Cette mutation est cependant en partie trompeuse. En réalité, la Chine est de moins en moins le pays d’assemblage final des chaînes de valeur asiatiques pour devenir un exportateur de composants intégrés dans les produits finis assemblés et exportés par le reste de l’Asie. Washington pénalise fortement les « produits en transit » dans les accords passés avec le Vietnam et d’autres pays de l’Asean. Mais Donald Trump n’aime pas les fonctionnaires. Les douaniers américains sont peu nombreux. Ils vont avoir le plus grand mal à véritablement contrôler la valeur ajoutée réelle des centaines de milliers de produits venant d’Asie du Sud-Est. Il est plus que probable qu’une partie des exportations chinoises vers les États-Unis emprunte déjà des voies détournées pour entrer plus facilement sur le marché américain.

Quelles sont les perspectives pour 2026 ? La chute des échanges avec les États-Unis pourrait prendre fin si un nouvel assouplissement des relations commerciales se confirme à l’occasion du prochain sommet entre Donald Trump et Xi Jinping prévu pour début avril. L’offensive vers l’Europe et les marchés asiatiques a provoqué des frictions commerciales croissantes, avec la multiplication des plaintes antidumping ou des enquêtes antisubventions contre les produits chinois (sur les turbines d’éoliennes par exemple, il y a quelques jours à l’initiative de l’Union européenne). Ces pressions politiques pourraient avoir un certain impact pour modérer les exportations chinoises sur quelques produits clés.
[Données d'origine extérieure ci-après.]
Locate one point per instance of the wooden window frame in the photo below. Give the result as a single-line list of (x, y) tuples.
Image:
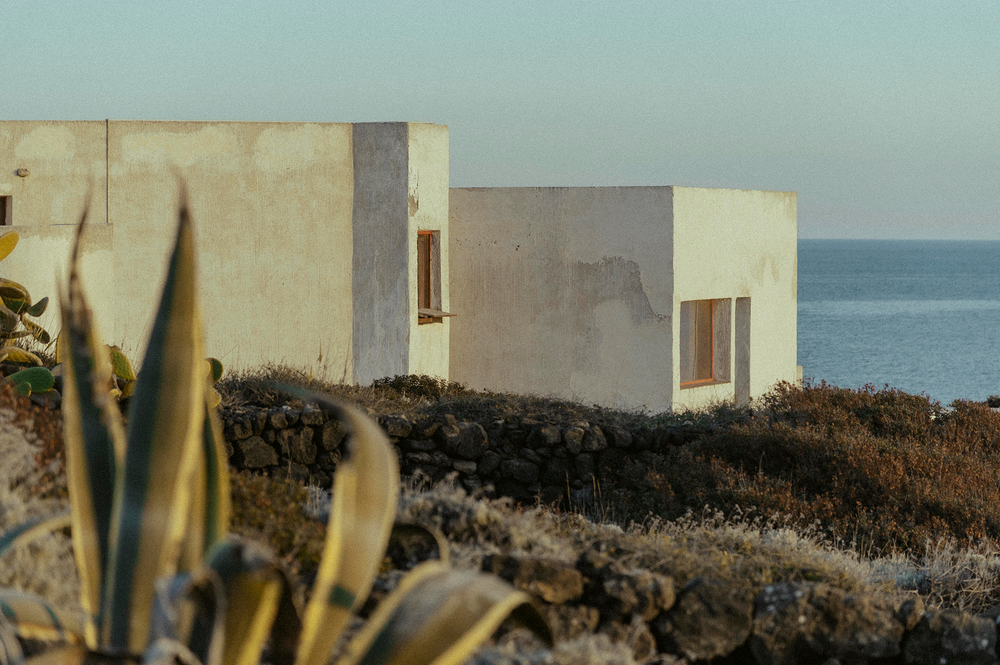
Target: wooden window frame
[(711, 345)]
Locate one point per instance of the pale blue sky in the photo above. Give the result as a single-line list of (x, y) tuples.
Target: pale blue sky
[(883, 116)]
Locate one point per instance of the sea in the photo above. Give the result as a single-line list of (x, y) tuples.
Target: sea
[(919, 315)]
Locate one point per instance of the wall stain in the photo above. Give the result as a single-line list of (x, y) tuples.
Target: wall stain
[(613, 278)]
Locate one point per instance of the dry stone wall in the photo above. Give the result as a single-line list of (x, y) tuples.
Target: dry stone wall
[(698, 622), (518, 457)]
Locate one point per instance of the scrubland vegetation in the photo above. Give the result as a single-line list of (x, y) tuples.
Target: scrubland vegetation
[(870, 487), (863, 489)]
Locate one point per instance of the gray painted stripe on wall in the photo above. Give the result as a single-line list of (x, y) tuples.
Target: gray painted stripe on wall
[(380, 285)]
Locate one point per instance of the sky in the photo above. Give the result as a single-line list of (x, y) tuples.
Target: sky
[(883, 116)]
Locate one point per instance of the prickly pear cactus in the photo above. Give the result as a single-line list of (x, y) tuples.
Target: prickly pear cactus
[(16, 306)]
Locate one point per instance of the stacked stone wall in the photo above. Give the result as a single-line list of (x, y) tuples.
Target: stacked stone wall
[(522, 458)]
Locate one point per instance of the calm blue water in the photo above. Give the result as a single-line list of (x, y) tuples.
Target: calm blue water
[(922, 316)]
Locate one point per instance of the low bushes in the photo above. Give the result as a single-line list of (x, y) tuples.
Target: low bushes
[(882, 469)]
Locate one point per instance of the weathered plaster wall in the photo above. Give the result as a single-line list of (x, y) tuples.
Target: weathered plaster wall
[(428, 211), (40, 260), (735, 244), (381, 286), (564, 291), (66, 160), (272, 206)]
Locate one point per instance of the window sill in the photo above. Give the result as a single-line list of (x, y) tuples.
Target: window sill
[(700, 384)]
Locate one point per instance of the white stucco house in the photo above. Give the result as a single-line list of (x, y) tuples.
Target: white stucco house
[(341, 248)]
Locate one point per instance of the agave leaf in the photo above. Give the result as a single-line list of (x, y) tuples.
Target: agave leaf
[(94, 440), (39, 307), (39, 378), (259, 603), (18, 355), (37, 331), (165, 431), (214, 369), (33, 618), (15, 296), (190, 610), (404, 533), (33, 528), (440, 616), (75, 655), (120, 364), (210, 501), (8, 319), (8, 242), (366, 487)]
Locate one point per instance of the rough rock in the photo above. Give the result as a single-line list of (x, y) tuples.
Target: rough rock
[(593, 440), (638, 592), (573, 440), (801, 623), (520, 470), (398, 427), (569, 621), (709, 619), (256, 453), (544, 436), (465, 440), (552, 581), (953, 638), (331, 435)]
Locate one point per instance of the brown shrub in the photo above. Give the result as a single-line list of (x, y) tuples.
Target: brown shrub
[(882, 469)]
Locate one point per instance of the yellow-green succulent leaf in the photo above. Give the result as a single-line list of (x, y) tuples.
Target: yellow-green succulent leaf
[(438, 616), (75, 655), (365, 491), (120, 364), (8, 242), (9, 320), (33, 528), (190, 609), (165, 431), (218, 496), (36, 331), (15, 295), (18, 355), (404, 532), (94, 442), (39, 378), (169, 652), (39, 307), (32, 617), (214, 369), (258, 601)]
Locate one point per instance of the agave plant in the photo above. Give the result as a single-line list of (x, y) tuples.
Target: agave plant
[(162, 580), (15, 307)]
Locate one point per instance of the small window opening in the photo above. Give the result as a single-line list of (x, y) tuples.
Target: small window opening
[(704, 342), (429, 278)]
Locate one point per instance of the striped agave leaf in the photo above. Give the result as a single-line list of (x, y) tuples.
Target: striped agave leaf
[(365, 491), (164, 449), (259, 606), (33, 618), (440, 616), (27, 531), (94, 440)]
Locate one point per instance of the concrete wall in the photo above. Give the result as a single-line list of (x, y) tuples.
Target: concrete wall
[(400, 188), (427, 205), (564, 291), (66, 163), (272, 205), (731, 244)]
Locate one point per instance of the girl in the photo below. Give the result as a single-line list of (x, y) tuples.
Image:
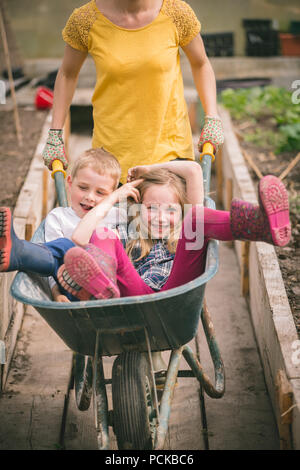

Mais le yuan chinois (renminbi) est faible (il a perdu près de 10% de sa valeur face à l’Euro depuis un an), les prix à la production chinois restent orientés à la baisse, les surcapacités industrielles du pays n’ont pas réellement diminué et la relance du marché intérieur chinois se fait attendre. Les produits chinois restent donc extrêmement compétitifs et ont toujours autant besoin de débouchés extérieurs.

Ces données de fond expliquent les propositions contenues dans le rapport du Haut-Commissariat à la stratégie et au plan européen intitulé « l’industrie européenne face au rouleau compresseur chinois » publié le 9 février. Dans l’éditorial accompagnant ce rapport, le président du haut-commissariat Clément Beaune soulignait : « Il reste deux réponses choc à préparer et à débattre au plus vite : une protection commerciale inédite, équivalente à un droit de douane général de 30 % vis-à- vis de la Chine ; ou une dépréciation de l’euro de 20 % à 30 % par rapport au renminbi. » Des propositions choc qui vont faire débat mais qui ont très peu de chances d’être retenues dans un cadre idéologique européen encore profondément marqué par l’attachement à la liberté des échanges.